I shrugged. I moved up to the door, Lindsey following closely. I turned to her and stepped aside.
“Right,” I said, “Lesson learned from yesterday. This time you are going to open the door, and tear the thing up with your power when it charges you. I’ll stand by in case you need help.”
She nodded and got into position in front of the door. I stood ready, just to the side, a summoned golf club now rested in my hands. She opened the door, and it was just like the first time.
[NICOBAR PIGEON EXECUTIVE]
The bird sitting on the desk looked functionally identical to the one I had seen the night before. Something inside me recoiled in disgust at the hideous and imperfect usurper in the office, but before I could dissect that thought the bird was already in motion. Lindsey wasted no time in extending her power forward, and cuts began to rapidly appear across its body. The first few cuts barely shaved off feathers, but by the time it had crossed the distance its head had been roughly removed from its body. The entire neck and upper torso were bloody ruins, my companion’s precision likely reduced greatly by the lack of time to focus. The result was pretty horrifying, but I was having trouble looking away. I was caught between a strange sort of sympathy and an alien smugness.

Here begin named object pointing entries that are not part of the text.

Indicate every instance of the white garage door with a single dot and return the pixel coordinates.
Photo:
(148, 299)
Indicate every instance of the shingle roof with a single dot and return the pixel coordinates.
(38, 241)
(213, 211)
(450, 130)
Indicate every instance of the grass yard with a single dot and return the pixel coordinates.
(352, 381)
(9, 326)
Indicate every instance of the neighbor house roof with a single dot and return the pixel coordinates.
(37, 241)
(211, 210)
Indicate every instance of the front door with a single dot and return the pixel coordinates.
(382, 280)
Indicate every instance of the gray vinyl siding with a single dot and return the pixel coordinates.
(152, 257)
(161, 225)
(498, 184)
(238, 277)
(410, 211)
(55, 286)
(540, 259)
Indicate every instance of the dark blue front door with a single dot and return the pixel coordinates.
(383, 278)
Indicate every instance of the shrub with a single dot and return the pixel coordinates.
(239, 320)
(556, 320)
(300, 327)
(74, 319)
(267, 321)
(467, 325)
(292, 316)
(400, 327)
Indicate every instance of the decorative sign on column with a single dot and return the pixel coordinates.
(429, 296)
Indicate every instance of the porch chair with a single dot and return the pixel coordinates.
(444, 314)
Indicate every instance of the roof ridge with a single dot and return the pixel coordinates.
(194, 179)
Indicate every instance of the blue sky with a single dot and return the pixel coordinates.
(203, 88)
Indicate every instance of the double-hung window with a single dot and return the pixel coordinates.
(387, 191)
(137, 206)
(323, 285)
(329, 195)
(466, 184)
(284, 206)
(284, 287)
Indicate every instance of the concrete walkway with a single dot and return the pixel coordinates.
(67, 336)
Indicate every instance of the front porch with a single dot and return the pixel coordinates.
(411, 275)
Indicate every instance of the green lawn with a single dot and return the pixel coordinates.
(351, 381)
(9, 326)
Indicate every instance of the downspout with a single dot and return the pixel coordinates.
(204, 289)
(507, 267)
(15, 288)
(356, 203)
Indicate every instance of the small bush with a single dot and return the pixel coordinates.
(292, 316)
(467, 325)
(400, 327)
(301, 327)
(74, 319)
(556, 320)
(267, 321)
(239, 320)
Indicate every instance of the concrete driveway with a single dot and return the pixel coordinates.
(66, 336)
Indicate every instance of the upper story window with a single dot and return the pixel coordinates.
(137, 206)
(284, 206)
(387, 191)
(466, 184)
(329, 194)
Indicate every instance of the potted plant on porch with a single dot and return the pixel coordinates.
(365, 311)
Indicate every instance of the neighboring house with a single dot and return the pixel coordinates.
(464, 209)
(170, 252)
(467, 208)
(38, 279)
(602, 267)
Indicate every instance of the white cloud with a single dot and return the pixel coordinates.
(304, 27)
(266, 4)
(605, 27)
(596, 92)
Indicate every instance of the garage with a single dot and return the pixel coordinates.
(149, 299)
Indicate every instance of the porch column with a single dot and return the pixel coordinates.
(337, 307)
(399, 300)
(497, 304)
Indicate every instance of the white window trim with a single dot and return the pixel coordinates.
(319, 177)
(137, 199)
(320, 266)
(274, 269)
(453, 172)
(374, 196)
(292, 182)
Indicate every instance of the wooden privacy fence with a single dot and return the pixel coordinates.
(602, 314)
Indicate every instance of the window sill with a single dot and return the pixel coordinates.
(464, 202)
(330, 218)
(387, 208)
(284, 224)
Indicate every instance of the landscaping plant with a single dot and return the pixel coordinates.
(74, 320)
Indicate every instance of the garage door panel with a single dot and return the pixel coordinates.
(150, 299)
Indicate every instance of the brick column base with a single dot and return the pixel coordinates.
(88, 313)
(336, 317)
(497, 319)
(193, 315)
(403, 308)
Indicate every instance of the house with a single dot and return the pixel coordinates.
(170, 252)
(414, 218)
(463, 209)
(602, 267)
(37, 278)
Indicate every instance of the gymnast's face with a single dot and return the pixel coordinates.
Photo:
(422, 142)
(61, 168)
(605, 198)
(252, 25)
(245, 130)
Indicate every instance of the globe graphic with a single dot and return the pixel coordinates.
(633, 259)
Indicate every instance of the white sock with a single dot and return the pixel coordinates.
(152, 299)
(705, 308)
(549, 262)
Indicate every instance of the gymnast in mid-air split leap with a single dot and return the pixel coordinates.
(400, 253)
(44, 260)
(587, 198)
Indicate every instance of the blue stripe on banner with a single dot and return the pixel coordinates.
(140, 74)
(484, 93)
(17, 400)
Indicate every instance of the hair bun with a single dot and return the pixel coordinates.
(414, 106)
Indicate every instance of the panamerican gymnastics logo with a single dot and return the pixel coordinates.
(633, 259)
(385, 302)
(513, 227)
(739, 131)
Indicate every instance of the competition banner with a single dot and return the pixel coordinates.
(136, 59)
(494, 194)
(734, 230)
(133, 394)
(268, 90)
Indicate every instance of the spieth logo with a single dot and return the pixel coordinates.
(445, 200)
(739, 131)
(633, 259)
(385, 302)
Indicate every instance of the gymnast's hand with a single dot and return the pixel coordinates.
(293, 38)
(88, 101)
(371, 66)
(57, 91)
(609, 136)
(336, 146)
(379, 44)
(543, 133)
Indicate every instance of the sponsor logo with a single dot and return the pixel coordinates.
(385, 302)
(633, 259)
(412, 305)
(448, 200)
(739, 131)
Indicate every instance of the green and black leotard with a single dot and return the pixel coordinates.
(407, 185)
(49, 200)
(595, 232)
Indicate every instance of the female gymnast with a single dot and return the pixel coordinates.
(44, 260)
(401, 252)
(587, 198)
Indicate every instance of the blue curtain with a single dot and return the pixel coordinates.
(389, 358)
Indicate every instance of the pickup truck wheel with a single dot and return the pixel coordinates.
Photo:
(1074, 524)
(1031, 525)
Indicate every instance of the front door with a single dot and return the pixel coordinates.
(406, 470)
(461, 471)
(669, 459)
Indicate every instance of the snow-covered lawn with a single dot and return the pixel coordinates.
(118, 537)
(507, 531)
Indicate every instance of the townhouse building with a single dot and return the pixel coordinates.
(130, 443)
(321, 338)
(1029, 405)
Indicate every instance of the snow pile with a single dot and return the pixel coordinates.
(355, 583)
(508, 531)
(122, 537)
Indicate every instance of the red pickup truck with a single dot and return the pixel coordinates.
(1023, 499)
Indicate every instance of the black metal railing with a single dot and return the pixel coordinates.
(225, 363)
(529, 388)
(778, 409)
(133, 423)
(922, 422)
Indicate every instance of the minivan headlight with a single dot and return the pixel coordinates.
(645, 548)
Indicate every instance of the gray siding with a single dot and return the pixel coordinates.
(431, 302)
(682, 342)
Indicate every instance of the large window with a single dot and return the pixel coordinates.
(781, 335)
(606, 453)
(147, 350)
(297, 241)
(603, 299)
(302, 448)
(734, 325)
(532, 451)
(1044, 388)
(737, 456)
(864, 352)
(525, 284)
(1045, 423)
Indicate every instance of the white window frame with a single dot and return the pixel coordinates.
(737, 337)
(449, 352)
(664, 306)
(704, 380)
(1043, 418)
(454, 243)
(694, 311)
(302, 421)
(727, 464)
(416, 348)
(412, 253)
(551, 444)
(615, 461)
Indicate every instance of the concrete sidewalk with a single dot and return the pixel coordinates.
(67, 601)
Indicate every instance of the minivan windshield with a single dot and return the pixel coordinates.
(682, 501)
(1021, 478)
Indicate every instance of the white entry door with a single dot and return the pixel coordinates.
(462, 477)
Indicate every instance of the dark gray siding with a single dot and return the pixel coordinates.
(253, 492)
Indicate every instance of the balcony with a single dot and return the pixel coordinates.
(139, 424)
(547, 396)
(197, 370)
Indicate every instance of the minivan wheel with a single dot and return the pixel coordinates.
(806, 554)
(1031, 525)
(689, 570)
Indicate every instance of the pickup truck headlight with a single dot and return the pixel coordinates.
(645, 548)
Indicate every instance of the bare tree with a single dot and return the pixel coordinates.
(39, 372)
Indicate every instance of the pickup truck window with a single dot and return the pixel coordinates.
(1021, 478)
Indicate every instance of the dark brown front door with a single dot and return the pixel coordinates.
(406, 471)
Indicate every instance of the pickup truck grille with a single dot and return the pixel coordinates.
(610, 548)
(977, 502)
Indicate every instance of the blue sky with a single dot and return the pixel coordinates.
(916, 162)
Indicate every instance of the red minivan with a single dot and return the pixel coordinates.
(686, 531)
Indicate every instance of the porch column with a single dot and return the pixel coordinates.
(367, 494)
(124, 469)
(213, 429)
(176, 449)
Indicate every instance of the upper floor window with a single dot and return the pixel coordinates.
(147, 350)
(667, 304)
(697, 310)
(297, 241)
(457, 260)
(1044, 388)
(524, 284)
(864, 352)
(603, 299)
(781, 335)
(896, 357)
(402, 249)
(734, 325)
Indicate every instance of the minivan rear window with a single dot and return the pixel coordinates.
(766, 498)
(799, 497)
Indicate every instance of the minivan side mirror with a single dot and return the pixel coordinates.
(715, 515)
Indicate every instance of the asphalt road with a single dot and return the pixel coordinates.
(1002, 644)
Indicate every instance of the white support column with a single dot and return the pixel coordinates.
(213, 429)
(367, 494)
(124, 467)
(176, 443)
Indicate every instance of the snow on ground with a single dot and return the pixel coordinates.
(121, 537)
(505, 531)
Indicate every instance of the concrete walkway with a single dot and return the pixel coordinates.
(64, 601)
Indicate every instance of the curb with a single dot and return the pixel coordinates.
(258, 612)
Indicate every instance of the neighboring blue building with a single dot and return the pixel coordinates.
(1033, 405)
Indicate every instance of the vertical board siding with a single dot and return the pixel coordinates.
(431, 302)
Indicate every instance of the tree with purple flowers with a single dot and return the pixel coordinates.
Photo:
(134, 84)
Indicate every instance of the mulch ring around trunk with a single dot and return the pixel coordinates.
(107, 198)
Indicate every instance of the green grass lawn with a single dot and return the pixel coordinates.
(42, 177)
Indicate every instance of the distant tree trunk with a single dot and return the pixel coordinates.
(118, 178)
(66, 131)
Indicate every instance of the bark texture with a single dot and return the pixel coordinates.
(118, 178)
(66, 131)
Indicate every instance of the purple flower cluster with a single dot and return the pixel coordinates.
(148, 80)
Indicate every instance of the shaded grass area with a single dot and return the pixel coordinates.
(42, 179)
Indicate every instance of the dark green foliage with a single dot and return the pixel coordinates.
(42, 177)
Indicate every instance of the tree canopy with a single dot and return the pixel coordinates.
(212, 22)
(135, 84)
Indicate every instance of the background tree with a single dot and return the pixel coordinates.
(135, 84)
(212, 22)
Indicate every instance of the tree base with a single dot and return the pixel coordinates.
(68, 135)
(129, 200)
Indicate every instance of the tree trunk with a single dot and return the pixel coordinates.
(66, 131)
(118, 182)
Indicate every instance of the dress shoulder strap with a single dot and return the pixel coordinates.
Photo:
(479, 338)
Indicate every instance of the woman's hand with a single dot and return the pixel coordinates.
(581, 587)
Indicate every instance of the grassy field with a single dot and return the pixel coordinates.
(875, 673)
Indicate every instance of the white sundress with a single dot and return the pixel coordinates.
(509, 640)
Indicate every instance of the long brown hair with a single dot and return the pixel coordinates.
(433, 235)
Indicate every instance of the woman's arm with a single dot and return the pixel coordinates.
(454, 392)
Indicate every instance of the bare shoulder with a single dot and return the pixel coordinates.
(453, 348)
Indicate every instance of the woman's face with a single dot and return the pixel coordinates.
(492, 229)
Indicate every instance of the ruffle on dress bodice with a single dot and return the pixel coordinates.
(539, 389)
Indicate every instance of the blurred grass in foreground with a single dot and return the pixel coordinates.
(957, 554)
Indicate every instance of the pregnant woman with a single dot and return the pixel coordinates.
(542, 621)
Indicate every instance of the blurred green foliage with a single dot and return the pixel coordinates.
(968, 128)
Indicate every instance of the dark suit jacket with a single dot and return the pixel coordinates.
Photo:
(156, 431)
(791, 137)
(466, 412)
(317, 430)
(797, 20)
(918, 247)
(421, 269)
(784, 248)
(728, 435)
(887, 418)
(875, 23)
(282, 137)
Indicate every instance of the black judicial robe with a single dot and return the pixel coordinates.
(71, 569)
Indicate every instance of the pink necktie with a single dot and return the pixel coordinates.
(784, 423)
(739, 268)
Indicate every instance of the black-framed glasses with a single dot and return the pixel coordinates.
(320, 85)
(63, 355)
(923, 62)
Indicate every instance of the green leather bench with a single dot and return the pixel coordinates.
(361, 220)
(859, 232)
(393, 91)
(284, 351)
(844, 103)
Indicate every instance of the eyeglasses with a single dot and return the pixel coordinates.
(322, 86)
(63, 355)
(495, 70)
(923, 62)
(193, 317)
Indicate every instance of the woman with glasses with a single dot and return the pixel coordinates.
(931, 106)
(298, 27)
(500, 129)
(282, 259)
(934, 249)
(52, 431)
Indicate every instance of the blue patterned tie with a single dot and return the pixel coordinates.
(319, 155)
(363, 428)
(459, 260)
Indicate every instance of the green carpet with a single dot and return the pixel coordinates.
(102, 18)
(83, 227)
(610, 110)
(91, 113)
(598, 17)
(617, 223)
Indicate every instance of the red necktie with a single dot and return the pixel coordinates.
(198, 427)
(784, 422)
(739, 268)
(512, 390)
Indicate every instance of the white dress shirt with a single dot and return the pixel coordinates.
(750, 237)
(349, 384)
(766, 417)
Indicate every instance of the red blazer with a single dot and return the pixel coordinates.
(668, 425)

“I think having the boss pigeon in my inventory is affecting my mind,” I said.
I had been about to suggest that I could bring it out for her to kill as well, when I was met with a burst of fear followed by indignation.
[NEW OFFICE GROWTH POTENTIAL] it sent.
It was true, I had offered it an office in my inventory. I acted out of desperation at the time, but I didn’t want to immediately resort to betrayal and risk my powers somehow developing in that direction. There was still too much I didn’t know about how conceptual powers develop and I wasn’t entirely certain what my theme even was yet. That said, I really didn’t like the idea of things influencing my thoughts.
As soon as I had that thought, I felt the pigeon’s mind recede and cease to overlap mine, leaving behind a tinge of uncertainty and a lingering desire for the furniture in the executive office I was standing at the entrance to. Now that I had noticed it, I found that I could inspect the pigeon’s mind in its entirety while it was in my inventory, no different than how I could inspect the physical aspects of stored objects. Its mind was mostly composed of the three axioms it had thrown at me when I first tried to store it, with scattered bits and pieces of personality and a few other things that I struggled to understand. I didn’t see anything that was obviously objectionable after a few minutes of sifting, just a desire to survive and to have a nice office. Maybe a few minion pigeons to lord over. I also now knew how to isolate its influence, so I didn’t see the harm in leaving it be for the moment. Maybe this was an avenue for expanding what my power could do?
I pulled my focus back out of my inventory, and found things to be just how I left them. Apparently, time in my inventory happened at a much faster rate than in the outside world.
“What?” Lindsey asked. It took me a moment to remember what I had said.
“Nevermind,” I said, “it’s probably fine.”